Act of Congress: How America’s Essential Institution Works, and How it Doesn’t (Knopf, 2013) was written by Robert G. Kaiser, an expert on U.S. politics and a Public Policy Scholar in 2010-2011. The book details the inner workings in the House and Senate and the fundamental flaws that have caused low approval ratings of Congress. He argues that the flaws in Congress also cause challenges to the efficacy of democracy. Kaiser follows the responses to the economic crash in 2008, mainly in response to the signing of the Dodd-Frank Act in 2010.

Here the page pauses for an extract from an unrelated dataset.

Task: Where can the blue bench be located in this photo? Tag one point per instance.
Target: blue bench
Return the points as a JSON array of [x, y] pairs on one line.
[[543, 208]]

Days of Fire: Bush and Cheney in the White House (Doubleday, 2013) was authored by Peter Baker, Public Policy Scholar from 2010-2011 and Chief White House Correspondent for the New York Times. During his time at the Center, Baker studied George W. Bush’s second term of presidency. His book examines the historic relationship between the President and Vice President over the course of a tumultuous eight years that were defined by the 9/11 terrorist attacks, the Iraq and Afghanistan wars, Hurricane Katrina, and the financial crisis.

This Town: Two Parties and a Funeral – Plus, Plenty of Valet Parking! – in America’s Gilded Capital (Blue Ridder Press, 2013) gives an account of  the nation’s capital that is informative and humorous for all those who are a part of the Washington culture, and those trying to be a part of it. Author Mark Leibovich is The New York Times Chief National Correspondent based in Washington, DC. He is a former Public Policy Scholar (2011) and during his time at the Center studied the changes and effects of media and technology on politics in DC.

The Way of the Knife: the CIA, a Secret Army, and a War at the Ends of the Earth (Penguin, 2013) is Mark Mazzetti’s work on the transition of CIA activities post 9/11 describing America’s hidden pursuits in the shadows of the Iraq and Afghanistan wars. Mazzetti is the National Security Correspondent for the New York Times as well as a Pulitzer Prize winning reporter. He was a Public Policy Scholar in 2011-2012.

David Finkel, an alumnus of the Wilson Center and former Public Policy Scholar in the Middle East Program (2008), wrote a book that was chosen among the top 10 books of the year. The book Thank You for Your Service, is a sequel to his work The Good Soldiers which he wrote while in Baghdad depicting the front lines of the surge in Iraq in 2007. His new book was written in the United States and details the recovery of soldiers returning from their deployment.